I am running some Map-Reduce-Jobs on an aws emr cluster with ~10 Nodes. (emr 4.7.11, m3.xlarge)
While the job is running the worker nodes start to die one by one after ~4 hours. In the logs I found the following error:
"1/3 local-dirs are bad: /mnt/yarn; 1/1 log-dirs are bad: /var/log/hadoop-yarn/containers"
The disks on the worker nodes were at 96% used when the Nodes failed. So I assume the disks on the nodes got to 100% and no files could be written to the disk.
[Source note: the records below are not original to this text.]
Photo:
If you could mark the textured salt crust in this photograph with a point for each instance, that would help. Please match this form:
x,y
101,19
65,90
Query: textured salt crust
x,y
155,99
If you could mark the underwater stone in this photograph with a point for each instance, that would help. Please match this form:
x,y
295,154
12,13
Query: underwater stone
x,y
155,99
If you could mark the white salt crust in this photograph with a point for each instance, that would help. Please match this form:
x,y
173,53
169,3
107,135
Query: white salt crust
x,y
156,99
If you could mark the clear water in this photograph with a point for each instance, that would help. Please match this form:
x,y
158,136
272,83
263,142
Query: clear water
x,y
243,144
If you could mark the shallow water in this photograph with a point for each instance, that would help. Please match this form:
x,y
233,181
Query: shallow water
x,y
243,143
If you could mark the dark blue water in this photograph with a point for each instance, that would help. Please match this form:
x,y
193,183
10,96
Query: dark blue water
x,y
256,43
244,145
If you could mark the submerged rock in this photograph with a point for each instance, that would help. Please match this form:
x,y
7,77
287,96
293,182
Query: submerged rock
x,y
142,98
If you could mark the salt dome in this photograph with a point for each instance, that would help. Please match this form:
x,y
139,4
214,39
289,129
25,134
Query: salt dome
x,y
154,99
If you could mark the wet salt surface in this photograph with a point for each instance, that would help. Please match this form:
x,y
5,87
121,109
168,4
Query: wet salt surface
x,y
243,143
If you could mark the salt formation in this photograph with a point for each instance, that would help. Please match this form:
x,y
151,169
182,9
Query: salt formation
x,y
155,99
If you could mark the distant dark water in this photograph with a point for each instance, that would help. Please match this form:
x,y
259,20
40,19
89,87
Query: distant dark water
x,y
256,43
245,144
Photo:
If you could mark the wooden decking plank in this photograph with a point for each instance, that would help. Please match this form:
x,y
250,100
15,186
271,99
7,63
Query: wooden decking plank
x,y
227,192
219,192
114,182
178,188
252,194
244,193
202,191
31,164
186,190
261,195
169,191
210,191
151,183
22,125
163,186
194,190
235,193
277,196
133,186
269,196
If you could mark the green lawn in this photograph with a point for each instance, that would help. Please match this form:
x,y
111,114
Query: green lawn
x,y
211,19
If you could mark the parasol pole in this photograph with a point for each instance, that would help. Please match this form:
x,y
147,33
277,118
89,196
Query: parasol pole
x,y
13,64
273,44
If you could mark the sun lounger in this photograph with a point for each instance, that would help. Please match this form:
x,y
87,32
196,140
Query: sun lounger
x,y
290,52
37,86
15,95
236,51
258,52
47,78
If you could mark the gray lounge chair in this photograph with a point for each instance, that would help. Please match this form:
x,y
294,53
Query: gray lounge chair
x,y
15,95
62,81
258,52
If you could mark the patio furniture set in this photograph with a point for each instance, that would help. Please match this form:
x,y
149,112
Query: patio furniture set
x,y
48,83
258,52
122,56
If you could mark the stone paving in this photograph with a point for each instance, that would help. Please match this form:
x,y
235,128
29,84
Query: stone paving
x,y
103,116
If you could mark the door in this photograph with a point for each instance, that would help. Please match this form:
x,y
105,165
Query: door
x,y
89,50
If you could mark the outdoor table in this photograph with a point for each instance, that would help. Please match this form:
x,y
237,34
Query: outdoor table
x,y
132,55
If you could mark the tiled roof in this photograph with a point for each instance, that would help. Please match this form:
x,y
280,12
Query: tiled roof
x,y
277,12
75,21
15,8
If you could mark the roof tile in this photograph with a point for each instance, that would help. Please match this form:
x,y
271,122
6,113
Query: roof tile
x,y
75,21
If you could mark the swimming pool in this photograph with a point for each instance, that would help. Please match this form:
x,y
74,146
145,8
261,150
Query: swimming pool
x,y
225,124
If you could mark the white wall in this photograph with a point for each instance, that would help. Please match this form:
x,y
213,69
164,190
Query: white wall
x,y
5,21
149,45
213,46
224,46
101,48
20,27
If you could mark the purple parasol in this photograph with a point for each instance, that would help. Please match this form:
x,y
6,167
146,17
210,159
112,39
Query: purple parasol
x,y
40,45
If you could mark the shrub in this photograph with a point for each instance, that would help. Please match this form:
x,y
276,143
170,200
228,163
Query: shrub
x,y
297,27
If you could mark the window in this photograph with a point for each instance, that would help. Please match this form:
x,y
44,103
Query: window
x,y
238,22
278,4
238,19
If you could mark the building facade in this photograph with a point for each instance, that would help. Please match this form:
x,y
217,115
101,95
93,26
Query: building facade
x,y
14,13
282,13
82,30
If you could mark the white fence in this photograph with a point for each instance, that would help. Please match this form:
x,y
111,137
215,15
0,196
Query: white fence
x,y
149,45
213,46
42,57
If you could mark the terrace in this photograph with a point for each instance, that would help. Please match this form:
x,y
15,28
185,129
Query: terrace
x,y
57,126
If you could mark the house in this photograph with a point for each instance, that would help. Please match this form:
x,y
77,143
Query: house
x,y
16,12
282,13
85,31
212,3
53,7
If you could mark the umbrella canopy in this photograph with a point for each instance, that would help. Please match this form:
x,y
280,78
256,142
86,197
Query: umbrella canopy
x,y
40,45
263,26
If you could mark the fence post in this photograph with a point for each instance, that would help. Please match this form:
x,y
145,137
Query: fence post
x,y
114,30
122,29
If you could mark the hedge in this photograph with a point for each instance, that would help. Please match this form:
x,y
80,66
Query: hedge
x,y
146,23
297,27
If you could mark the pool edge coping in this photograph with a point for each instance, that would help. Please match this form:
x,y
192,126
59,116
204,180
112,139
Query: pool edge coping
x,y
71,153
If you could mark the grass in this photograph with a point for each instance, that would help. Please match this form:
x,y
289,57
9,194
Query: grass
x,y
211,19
So I tried to attach an 500GB EBS Volume to each instance. But Hadoop only uses /mnt
and does not use the additional Volume (/mnt2
).
How do i configure the AWS EMR Cluster to use /mnt2
?
I've tried to use a configuration file, but the cluster fails now with the error On the master instance (i-id), bootstrap action 6 returned a non-zero
on bootstrap.
unfortunately there are bootstrap action 6 log in the s3 bucket
The config file:
[
{
"Classification": "core-site",
"Properties": {
"hadoop.tmp.dir": "/mnt2/var/lib/hadoop/tmp"
}
},
{
"Classification": "mapred-site",
"Properties": {
"mapred.local.dir": "/mnt2/var/lib/hadoop/mapred"
}
}
]
Anyone has a hint why the cluster fails on startup ? Or is there another way to increase the initial EBS Volume of the m3.xlarge instances ?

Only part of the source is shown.